# Come join us tonight online for fun and games aquarium wise.



## will5 (Oct 26, 2005)

Hi come join us on line @ 7:00 pm central time for fun and games. There will be chances to win prizes which can include fish, plants, food,and equipment just to name a few things.

Here is the link.

AquaChat.com

Happy playing.


----------



## will5 (Oct 26, 2005)

*Hi*

Just so everyone knows this takes place every month on the second Saturday at night.

Also just for the event there are a mass of 1 hour auctions that will be priced well below what they are worth.
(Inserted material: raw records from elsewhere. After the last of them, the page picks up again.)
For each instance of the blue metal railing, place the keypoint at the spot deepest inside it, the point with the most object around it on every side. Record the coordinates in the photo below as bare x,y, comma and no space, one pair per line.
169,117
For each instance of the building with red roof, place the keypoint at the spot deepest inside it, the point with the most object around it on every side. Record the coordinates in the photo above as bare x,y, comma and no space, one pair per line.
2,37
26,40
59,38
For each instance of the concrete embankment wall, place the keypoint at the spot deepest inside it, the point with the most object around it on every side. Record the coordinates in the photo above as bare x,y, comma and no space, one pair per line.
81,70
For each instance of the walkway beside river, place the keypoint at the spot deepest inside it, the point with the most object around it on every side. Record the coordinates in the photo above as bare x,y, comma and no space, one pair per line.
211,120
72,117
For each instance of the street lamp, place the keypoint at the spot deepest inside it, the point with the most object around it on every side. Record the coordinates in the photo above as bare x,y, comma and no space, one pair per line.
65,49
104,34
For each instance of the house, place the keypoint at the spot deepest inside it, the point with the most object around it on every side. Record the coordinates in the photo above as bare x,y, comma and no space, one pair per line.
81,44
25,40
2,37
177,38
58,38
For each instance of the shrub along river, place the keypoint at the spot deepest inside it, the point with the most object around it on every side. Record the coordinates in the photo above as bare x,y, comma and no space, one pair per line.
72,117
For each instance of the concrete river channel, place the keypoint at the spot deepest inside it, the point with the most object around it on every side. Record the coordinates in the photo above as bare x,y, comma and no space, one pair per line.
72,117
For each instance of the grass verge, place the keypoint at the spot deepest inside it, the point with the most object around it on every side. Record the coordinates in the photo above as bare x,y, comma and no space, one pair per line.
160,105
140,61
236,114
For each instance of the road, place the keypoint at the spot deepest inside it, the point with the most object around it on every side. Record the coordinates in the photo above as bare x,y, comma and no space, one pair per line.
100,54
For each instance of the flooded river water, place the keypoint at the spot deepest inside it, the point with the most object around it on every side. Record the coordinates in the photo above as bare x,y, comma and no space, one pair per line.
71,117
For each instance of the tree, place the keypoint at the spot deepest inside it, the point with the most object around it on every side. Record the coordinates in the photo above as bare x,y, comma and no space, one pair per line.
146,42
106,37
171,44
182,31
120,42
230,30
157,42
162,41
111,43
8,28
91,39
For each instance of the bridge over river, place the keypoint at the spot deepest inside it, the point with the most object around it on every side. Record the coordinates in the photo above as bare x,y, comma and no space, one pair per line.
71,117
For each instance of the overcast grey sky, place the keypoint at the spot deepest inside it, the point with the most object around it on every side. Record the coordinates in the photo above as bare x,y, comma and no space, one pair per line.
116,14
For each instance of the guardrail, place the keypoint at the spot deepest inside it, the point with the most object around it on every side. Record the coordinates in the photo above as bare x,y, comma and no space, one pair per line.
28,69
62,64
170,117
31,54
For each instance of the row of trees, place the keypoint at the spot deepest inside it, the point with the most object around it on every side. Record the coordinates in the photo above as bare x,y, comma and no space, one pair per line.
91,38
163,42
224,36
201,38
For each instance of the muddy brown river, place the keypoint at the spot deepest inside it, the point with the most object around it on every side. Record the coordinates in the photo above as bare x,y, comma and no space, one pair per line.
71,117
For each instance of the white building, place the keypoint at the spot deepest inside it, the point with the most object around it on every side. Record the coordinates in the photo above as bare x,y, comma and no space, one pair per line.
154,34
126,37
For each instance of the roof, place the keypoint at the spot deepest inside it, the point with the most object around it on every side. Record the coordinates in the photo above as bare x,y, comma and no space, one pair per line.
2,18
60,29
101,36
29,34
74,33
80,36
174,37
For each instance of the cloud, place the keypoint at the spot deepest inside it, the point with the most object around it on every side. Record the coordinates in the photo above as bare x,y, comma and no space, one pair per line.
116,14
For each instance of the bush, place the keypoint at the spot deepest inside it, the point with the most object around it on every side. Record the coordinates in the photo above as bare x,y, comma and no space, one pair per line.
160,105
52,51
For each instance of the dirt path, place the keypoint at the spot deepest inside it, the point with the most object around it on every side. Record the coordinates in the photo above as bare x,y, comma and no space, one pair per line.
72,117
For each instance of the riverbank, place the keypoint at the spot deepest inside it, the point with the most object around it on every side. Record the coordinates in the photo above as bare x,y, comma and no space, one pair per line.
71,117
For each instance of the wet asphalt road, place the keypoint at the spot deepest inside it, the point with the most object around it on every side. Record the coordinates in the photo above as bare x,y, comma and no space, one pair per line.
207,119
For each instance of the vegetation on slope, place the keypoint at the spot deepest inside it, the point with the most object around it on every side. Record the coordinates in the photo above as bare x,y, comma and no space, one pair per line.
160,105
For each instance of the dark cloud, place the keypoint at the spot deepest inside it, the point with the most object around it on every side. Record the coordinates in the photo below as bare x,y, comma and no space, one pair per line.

They just ask that if you make bids that they be a good bid and not like a dollar so that the seller does not get ripped off.

I always have a great time.


----------



## will5 (Oct 26, 2005)

*Hi*

Hi when you enter ask *ijedic* for the the link to pick your lucky #'s. Once the number has been drawn if it is your number you will win the mestery prize.

Note all prizes you win will be shipped to you for free.


----------



## epicfish (Sep 11, 2006)

Thanks for the heads up William.


----------



## 247Plants (Mar 23, 2006)

I was there on that night and I won 15 RCS with free shipping!


----------



## Burks (May 25, 2006)

I won the "Surprize" package. 

Because of the fun and games I learned Aquabid actually has forums! I've been on Aquabid for months and never knew that. Met some very nice and intelligent people. Even one who bred those Hawaiian Volcano Shrimp!


----------